Regional sports networks sold as part of bundled tiers were also a source of controversy. A notable example was Time Warner Cable's agreement to pay the Los Angeles Dodgers $8.35 billion over 25 years to exclusively carry the team's games on a jointly owned television outlet, SportsNet LA (since renamed Spectrum SportsNet LA), with the intent of reselling rights to other regional distributors. The largest satellite provider, DirecTV, offered to carry the channel on an la carte basis, arguing that SportsNet LA was most expensive of five regional sports networks and that a bundled offering would unfairly burden the company's subscribers. TWC responded that bundled sports channels were an industry standard, one that DirecTV itself adhered to in other markets. As of the end of the 2017 season, the dispute resulted in Dodgers game telecasts being unavailable to the majority of Southern California households for four consecutive seasons.

==Streaming services==
While the discussion of "a la carte" services initially centered on cable and satellite services, the term has also been used in relation to cord cutting—the practice of using internet television services such as Amazon Video and Netflix as an alternative to traditional subscription television services. In this context, a la carte refers to a customer subscribing to individual services, as opposed to purchasing costlier bundles of service from a traditional television provider. To appeal to these customers and expand the availability of their content beyond "linear" television, broadcasters such as CBS, HBO, and Showtime have launched streaming services, including Paramount+ and HBO Max.

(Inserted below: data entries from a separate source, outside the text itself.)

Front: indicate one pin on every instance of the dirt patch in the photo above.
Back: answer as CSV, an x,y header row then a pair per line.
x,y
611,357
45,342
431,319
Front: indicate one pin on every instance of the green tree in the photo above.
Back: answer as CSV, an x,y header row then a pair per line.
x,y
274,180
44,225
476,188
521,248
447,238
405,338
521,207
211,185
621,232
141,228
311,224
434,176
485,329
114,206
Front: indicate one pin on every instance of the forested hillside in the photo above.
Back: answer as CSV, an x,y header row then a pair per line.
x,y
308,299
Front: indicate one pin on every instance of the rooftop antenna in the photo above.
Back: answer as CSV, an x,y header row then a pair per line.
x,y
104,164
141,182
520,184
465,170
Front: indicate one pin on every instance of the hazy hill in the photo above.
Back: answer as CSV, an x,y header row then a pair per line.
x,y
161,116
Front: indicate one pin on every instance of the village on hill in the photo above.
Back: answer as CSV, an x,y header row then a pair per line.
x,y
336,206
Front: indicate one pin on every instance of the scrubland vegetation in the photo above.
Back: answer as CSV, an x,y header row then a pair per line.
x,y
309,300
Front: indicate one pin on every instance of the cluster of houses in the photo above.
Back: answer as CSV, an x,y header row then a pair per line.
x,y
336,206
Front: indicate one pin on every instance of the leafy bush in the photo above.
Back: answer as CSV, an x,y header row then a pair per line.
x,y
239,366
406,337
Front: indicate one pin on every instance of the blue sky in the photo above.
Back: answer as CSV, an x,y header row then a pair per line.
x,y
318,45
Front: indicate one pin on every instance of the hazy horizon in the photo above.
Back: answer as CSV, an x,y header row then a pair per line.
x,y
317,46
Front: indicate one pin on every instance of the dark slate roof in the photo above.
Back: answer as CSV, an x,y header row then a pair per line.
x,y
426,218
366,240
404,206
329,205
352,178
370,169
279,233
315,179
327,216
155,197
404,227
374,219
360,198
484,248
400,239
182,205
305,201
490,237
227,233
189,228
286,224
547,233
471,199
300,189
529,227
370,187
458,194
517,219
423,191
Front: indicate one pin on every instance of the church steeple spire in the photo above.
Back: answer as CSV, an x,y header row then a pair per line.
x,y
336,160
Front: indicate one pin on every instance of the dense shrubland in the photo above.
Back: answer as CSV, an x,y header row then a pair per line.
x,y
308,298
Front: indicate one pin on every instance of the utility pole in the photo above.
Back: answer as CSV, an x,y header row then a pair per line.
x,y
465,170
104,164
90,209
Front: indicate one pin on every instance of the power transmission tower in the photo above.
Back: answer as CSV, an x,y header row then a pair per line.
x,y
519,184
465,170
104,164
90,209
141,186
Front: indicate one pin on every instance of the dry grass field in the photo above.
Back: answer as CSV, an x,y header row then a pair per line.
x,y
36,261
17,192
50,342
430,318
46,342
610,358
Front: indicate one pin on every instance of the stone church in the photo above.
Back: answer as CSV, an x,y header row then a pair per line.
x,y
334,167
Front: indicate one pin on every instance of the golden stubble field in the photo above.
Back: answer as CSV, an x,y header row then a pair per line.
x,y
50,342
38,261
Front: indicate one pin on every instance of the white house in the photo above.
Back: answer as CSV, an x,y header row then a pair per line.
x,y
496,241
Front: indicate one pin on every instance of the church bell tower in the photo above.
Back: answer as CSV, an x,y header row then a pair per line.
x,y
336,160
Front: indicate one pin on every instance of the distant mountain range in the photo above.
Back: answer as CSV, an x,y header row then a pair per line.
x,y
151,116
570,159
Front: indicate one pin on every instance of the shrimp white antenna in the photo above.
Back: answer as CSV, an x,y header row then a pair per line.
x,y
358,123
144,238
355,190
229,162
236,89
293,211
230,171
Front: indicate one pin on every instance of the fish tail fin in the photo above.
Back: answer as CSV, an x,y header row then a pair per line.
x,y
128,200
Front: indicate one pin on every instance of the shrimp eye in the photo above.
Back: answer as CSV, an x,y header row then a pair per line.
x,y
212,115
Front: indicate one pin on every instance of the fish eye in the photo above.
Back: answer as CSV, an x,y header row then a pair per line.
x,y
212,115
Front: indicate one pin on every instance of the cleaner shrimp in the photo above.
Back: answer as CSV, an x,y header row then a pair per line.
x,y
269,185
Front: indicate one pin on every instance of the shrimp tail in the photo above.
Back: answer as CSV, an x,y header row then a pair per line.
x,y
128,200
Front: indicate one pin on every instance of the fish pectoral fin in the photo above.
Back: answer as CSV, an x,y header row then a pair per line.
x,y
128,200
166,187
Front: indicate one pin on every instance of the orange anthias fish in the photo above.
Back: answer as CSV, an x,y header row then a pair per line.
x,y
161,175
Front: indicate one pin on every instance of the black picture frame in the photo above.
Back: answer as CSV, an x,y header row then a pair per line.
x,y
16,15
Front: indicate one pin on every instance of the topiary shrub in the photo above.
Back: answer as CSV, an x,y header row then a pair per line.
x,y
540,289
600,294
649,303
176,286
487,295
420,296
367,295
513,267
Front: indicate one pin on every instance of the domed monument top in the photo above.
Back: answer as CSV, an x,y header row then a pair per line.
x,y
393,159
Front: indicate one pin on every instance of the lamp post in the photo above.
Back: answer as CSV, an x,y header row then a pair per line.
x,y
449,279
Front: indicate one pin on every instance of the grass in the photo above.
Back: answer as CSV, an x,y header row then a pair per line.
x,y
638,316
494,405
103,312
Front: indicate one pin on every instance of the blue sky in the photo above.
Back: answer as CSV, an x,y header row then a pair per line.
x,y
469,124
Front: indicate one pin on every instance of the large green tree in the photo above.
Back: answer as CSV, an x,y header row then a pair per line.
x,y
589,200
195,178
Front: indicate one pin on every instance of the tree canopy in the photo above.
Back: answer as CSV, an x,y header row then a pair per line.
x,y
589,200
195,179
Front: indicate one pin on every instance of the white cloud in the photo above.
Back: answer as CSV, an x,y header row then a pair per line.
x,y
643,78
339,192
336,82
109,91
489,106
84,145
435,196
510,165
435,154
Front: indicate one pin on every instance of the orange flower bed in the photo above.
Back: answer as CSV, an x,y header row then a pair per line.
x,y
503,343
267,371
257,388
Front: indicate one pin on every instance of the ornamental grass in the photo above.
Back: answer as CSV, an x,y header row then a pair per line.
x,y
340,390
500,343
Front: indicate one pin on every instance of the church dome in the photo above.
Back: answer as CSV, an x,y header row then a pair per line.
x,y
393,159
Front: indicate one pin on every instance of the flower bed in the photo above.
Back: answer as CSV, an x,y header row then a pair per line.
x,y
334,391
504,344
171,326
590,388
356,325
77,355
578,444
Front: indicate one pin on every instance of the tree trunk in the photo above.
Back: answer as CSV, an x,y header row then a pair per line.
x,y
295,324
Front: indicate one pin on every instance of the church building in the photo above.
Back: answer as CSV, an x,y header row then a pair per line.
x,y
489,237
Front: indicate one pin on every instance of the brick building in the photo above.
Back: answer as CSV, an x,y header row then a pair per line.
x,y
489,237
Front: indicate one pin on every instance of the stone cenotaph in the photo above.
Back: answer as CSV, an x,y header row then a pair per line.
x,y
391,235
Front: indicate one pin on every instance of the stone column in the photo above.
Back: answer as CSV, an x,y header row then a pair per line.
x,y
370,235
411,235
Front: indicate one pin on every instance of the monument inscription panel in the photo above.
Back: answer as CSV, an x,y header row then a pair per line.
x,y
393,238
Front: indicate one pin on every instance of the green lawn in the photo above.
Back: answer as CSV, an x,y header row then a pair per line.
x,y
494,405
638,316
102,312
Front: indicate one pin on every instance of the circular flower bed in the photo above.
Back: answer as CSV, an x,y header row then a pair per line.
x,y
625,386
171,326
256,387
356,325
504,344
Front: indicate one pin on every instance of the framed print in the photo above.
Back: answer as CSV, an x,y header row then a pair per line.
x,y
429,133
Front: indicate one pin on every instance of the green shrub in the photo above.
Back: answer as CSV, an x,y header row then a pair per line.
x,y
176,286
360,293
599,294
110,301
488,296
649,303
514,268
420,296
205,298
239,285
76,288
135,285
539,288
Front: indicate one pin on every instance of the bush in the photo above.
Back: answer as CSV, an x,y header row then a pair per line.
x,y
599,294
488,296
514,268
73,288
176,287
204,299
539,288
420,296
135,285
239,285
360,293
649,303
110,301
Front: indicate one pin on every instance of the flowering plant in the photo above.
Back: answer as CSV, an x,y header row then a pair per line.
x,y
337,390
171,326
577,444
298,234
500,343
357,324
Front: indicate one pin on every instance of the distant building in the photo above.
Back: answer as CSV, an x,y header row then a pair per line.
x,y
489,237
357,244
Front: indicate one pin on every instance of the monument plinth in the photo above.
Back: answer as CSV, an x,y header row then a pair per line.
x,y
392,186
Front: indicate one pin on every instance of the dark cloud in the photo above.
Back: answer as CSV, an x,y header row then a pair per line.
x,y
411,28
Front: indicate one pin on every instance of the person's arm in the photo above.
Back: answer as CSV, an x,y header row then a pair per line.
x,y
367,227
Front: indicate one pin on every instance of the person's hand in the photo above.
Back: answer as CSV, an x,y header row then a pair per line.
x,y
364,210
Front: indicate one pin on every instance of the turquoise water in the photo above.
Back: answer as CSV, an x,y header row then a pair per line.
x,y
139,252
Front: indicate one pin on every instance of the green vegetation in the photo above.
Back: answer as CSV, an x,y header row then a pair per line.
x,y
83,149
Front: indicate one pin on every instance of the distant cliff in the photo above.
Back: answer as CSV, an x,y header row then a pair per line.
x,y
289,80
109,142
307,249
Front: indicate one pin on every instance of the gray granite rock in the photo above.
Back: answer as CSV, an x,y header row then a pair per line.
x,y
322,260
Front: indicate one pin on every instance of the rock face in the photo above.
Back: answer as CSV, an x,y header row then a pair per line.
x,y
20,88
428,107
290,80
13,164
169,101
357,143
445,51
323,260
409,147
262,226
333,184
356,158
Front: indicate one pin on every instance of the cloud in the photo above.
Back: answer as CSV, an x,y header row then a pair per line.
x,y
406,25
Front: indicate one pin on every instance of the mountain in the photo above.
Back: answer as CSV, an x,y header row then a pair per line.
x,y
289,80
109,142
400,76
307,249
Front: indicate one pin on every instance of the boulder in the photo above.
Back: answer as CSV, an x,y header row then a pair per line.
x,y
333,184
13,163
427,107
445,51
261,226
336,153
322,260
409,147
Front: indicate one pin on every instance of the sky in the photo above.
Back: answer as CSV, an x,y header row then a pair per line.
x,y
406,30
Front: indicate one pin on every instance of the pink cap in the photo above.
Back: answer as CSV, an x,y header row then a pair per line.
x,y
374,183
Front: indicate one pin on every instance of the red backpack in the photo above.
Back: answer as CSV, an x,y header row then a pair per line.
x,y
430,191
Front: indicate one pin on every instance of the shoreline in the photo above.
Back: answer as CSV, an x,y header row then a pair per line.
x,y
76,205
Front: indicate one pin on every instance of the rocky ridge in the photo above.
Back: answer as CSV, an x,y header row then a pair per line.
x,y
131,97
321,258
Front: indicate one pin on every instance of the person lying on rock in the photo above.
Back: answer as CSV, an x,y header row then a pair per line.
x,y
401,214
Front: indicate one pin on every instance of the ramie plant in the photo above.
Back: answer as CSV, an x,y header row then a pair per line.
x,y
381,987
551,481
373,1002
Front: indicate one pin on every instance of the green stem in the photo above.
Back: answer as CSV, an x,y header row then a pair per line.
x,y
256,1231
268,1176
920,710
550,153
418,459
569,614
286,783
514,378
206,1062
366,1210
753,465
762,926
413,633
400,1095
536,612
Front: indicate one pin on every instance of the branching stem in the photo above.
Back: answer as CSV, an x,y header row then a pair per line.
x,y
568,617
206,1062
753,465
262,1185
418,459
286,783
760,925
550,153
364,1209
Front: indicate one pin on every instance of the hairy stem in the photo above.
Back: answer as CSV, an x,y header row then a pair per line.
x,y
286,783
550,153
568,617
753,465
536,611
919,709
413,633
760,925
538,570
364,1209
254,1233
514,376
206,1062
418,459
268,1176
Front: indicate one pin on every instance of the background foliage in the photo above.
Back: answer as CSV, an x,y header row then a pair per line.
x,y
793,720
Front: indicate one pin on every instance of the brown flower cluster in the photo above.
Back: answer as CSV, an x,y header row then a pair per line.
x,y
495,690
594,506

These services feature their networks' respective content on-demand, and are purchased as a standalone service independent of television providers.

Amazon Video added its own a la carte "Channels" platform to its service in 2015, which allows users to subscribe to third-party content services delivered on top of the base Amazon Prime service; by 2018, it offered 140 different services, including CBS All Access, Showtime, and Starz.

Apple followed Amazon's lead when it made a March 2019 announcements of its Apple TV Channels service, which will allow users of Apple's free Apple TV app on numerous devices to bundle various video on demand subscription streaming service and access their content from one location.

Despite having used the term "A la carte" in promotion, Sling TV is not a true a la carte television service, as it is still distributed in bundles, customers cannot pick and choose individual channels to include in their service or swap them out for different ones individually, and some packages are only available on specific service tiers. The service cited the practice of mandatory bundling by broadcasters as an influence on this policy.